Watching sports has become a weekly, sometimes daily, tradition in households across the world. There is hockey in Canada, soccer in the European nations, then there is football in America.
Football is an example of popular culture portrayed as a religion. For many North Americans, it is a weekly practice to dedicate Sundays to football. Fans gather with family and friends in their homes, at stadiums, restaurants/bars and even parking lots for one common goal. They are cheering for their favourite team to win.
Klassen divides the study of religion into two approaches: the cognitive approach and the functional approach. While taking the functional approach, one could better understand the association of football as religion. Instead of starting with beliefs, the functional approach suggests thinking about society and why religion is important for them. Durkheim uses the functional approach with his division of the sacred from the profane.
This division is prominent in totemism, a religion practiced by Native Americans, where each clan has sacred objects called totems that are distinguished from all else that is profane. Durkheim decided that the totem is a representation of the clan itself. In football, each team and its fans is like a clan, and their totem is what represents them. It is their name, their logo, their players and all else that is sacred for that team. The team and its fan are united into a community fan base, and all other teams and fans are the profane.

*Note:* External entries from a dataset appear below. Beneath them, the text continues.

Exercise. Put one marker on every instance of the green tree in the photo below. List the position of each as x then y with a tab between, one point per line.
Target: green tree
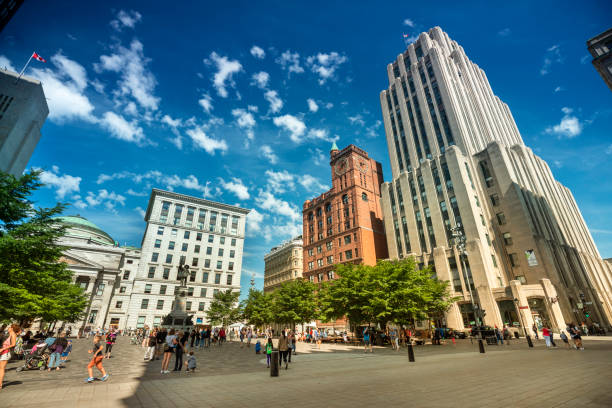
257	308
33	281
295	302
224	309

“Fans of superstars and sports teams often find a kind of social cohesion that can look very much like the social cohesion brought by religious affiliation”
In the last decade, a new fad has risen, that is fantasy football. Partakers create their own fantasy football team by drafting players to be on their team. This has caused a whole new craze in the world of football as fans are now even more heavily invested in their team. Some fans become so immersed in the performance of their favourite team and players, that their powerful emotions could have effects on their life outside of football fandom, both positively and negatively. A bad performance could result in them being visibly upset or angry, whereas a good performance could put a spring in their step and put them in a good mood. I am guilty of this. Once my family church day, Sunday has now become the day of football. And, if my beloved New England Patriots do not get the win, I will not be my cheerful self.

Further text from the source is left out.